Unfortunately many doctors I’ve seen don’t ask about your history of such things. You go in with a certain set of symptoms that indicate depression, and that’s what they treat. They ask you questions about your current symptoms and diagnose you based on that. They give you an antidepressant and two days later you go hypomanic, like, ohmygod I feel somuchbetter!! And in your mind, you are better, of course you are, because you’re no longer rearranging chairs around the kitchen table and crying and peeling skin off your feet. But what you don’t realize is that you went too far the other way. You will do things you wouldn’t normally do. You will make poor decisions and regrettable mistakes.
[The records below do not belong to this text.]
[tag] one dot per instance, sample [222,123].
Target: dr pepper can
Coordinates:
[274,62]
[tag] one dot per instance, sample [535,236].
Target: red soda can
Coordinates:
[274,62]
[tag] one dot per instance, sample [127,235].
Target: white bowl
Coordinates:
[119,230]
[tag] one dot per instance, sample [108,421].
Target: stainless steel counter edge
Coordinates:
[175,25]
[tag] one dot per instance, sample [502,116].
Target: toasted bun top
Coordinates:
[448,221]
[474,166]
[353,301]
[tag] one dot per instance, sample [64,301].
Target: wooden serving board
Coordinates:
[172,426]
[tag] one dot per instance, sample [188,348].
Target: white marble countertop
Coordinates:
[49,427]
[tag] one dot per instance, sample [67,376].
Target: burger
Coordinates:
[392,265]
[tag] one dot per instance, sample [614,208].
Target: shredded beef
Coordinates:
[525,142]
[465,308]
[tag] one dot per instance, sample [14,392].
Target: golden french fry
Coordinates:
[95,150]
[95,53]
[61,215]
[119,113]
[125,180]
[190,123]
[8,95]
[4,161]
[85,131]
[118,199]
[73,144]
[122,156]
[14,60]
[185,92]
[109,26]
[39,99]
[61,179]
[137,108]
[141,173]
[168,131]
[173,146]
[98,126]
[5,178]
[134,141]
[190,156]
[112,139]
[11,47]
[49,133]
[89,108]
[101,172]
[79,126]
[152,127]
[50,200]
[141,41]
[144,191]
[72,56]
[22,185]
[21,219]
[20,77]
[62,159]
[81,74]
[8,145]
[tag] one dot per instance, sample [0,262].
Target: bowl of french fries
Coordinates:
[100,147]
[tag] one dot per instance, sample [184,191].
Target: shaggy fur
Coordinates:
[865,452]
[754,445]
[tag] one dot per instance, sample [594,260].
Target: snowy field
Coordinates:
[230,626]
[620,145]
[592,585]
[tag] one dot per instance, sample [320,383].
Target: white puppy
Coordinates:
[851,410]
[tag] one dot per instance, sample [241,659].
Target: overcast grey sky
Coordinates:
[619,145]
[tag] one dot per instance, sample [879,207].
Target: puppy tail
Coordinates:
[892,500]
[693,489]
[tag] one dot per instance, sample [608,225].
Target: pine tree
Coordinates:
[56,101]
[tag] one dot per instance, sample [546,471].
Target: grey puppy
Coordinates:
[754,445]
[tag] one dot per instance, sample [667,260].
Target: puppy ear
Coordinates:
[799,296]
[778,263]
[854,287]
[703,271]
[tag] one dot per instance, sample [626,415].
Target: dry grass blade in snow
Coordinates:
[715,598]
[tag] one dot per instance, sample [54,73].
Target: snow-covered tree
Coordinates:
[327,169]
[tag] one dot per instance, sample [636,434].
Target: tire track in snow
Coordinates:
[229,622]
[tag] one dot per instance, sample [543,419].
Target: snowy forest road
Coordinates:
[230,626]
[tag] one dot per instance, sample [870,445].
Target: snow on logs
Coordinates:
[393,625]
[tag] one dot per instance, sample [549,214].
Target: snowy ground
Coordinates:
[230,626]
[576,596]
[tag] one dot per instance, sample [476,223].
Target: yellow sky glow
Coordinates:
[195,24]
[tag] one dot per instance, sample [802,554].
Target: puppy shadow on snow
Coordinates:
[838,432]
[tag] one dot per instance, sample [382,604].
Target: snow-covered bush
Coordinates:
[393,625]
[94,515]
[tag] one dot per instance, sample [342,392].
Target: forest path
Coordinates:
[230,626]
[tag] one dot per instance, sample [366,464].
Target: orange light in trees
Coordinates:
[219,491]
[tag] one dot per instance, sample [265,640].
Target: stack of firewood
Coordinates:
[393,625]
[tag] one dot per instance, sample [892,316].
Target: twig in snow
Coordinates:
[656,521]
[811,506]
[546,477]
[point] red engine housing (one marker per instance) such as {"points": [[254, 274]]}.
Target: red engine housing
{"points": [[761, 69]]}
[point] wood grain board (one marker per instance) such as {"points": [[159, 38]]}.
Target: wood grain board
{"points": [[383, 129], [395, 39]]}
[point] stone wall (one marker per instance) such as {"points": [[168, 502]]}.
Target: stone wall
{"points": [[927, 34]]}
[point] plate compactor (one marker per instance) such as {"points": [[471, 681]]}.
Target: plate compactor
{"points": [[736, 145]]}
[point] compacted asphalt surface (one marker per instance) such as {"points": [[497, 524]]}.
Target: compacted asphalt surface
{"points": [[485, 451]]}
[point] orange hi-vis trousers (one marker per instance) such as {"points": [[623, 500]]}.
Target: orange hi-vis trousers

And at some point, the churning inner turmoil will return. Because it’s not depression and anxiety. It’s bipolar.

So, this month and every month, let’s put the focus of Mental Health Awareness Month on awareness. If you’re at a point where you need mental health help, good on you for admitting it and seeking it. But do one more thing for yourself, one more really important thing – research. I recommend starting with Bring Change 2 Mind, Glenn Close’s organization. And don’t end there – keep clicking to other resources. Just as you would if you suspected you might have a physical illness of some sort, educate yourself about mental illness so that you can advocate for yourself. Otherwise you could end up suffering a lot longer, like I did.

*

I lived with the cycle of not-so-healthy hypomania and debilitating depression for an additional 14 years before I realized I needed to find out myself what was wrong with me and then seek the correct treatment for it. It wasn’t until the second time that I read Manic, a memoir by Terri Cheney, that I was able to recognize I was in what’s called a mixed episode, and that I had been in one 14 years earlier when I had been misdiagnosed. I read other information on bipolar, and things in my past finally fell into place. Armed with that awareness, I took myself to a different doctor who had proper diagnostic tools and more experience. Even then, it still took a few months to find a medication that worked for me, but at least we were finally on the right track.

Don’t be reluctant to take health knowledge into your own hands. It’s your life. Awareness makes all the difference.